March 28, 2024
Old wood from Gaston mills find new purpose with Chronicle Millworks
Eric Kessler and Brian Hackett pose together inside Chronicle Millworks on Ledford Drive in Gastonia Thursday morning, April 7, 2022.

Brian Hackett and Eric Kessler of Chronicle Millworks want to use their custom household furniture organization to share Gaston County’s mill background via customizing local mill wood.

“There is certainly a history to this wooden we’re doing work with and we really like hearing individuals share tales about it when they do the job with us,” stated Hackett, the founder of Chronicle Millworks.

Hackett commenced Chronicle Millworks, a tailor made home furniture organization, in 2015 with the purpose to use reclaimed wooden from local mills to generate customized home furnishings regionally. 

Much of the wood employed by the business will come from the Chronicle Mill which opened in 1904 along Catawba Street in Belmont. 

During that time, the mill operated as a cotton processing textile mill. The mill will now be redeveloped into more than 200 luxurious flats with exercise, pool and lounge facilities. 

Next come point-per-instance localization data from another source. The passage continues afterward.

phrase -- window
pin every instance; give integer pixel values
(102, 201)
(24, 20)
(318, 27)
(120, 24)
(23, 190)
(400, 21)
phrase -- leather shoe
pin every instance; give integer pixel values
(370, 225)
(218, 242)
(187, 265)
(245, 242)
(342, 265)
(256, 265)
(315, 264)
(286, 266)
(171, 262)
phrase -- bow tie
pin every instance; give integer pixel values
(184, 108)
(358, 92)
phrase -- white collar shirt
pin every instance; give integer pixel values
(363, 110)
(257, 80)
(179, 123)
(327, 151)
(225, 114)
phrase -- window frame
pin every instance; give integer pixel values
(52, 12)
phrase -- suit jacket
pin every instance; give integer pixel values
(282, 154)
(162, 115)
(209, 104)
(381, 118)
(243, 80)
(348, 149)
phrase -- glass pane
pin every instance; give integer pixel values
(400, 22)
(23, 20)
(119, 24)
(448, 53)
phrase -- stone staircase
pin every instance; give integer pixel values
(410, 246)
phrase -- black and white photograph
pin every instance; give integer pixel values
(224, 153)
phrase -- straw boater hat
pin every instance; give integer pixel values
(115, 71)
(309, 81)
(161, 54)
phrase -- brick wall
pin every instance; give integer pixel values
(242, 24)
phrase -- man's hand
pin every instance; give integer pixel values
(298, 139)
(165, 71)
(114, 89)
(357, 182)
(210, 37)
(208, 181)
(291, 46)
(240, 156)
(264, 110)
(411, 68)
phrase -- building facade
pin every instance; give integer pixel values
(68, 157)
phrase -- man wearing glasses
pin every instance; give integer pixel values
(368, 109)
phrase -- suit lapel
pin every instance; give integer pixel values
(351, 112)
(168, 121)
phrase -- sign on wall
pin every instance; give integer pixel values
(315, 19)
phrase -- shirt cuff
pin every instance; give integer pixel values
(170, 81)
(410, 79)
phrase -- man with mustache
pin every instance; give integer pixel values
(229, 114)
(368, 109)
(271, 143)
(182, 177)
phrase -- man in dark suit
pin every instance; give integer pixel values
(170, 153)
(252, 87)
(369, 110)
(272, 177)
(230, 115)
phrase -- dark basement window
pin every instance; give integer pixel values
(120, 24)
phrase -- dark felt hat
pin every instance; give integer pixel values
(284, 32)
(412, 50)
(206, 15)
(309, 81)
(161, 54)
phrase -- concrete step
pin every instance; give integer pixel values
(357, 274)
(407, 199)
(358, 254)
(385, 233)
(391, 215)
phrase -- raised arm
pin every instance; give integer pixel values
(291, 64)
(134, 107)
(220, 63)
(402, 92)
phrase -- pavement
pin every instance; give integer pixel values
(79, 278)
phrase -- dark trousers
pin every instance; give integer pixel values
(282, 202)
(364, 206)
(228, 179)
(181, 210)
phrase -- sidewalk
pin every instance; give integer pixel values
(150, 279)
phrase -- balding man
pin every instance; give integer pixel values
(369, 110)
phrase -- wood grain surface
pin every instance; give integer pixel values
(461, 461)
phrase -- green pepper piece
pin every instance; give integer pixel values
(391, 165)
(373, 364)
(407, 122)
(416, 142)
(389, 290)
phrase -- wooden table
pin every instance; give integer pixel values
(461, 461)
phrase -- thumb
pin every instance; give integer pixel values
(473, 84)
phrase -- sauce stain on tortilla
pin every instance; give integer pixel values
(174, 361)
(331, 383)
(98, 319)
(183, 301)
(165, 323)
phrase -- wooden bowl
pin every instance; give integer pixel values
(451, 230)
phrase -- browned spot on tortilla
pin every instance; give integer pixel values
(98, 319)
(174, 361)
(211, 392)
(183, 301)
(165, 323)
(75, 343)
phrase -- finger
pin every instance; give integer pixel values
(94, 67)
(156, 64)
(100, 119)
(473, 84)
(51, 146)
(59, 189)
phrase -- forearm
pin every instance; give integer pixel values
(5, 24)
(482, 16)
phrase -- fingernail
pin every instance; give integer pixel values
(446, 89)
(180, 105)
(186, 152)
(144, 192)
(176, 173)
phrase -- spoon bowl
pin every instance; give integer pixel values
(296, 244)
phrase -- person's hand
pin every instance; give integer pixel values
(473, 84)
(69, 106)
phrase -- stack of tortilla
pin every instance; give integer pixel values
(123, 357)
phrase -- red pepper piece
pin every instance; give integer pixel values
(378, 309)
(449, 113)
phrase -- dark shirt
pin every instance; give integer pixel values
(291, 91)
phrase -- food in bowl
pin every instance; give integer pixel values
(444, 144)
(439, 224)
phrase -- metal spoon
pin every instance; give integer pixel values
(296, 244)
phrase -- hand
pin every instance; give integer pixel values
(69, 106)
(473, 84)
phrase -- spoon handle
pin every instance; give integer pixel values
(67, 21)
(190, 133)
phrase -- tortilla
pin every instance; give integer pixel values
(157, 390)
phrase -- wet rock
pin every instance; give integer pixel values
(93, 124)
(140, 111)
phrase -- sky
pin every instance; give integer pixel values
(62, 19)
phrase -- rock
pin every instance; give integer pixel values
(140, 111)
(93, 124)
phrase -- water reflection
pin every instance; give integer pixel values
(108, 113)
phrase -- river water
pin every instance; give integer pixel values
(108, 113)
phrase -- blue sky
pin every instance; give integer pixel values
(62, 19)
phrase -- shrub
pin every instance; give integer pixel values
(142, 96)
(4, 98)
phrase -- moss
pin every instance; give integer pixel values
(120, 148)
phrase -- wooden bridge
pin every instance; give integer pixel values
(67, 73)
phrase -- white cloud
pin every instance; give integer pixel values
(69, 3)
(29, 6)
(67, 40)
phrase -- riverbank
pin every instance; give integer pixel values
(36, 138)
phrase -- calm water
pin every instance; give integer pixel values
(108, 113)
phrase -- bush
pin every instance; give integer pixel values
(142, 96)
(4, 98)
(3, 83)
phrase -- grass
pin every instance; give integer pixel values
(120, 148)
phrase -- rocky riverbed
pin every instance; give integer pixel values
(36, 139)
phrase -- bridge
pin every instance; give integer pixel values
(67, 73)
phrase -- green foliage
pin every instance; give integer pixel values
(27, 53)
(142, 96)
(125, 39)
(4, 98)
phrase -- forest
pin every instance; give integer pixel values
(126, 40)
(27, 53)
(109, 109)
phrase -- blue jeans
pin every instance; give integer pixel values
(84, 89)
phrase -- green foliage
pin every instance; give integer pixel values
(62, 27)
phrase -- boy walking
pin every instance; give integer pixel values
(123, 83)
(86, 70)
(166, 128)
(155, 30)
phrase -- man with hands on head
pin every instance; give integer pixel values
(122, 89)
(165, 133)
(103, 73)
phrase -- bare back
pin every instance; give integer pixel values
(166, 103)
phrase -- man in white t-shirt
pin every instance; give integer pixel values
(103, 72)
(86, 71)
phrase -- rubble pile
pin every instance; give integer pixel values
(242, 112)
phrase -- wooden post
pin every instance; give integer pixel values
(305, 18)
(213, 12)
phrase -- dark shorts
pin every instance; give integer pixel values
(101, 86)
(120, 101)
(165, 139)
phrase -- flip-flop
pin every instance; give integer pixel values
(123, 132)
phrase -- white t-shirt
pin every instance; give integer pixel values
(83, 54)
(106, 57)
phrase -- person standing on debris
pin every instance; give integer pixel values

Brian Hackett works on a new project inside Chronicle Millworks on Ledford Drive in Gastonia Thursday morning, April 7, 2022.

“Just after John Church bought the Chronicle Mill in 2014, there was a need to have for anything to be carried out with all this aged wooden while the mill is getting repurposed,” reported Hackett. “We want to be a element of preserving the heritage of it.”

Hackett and Kessler just take the 500-calendar year-aged heart pine wood beams and hard-rock maple floorboards from the Loray and Chronicle Mills and turn them into personalized stools, kitchen area tables, barn doors, charcuterie boards and far more.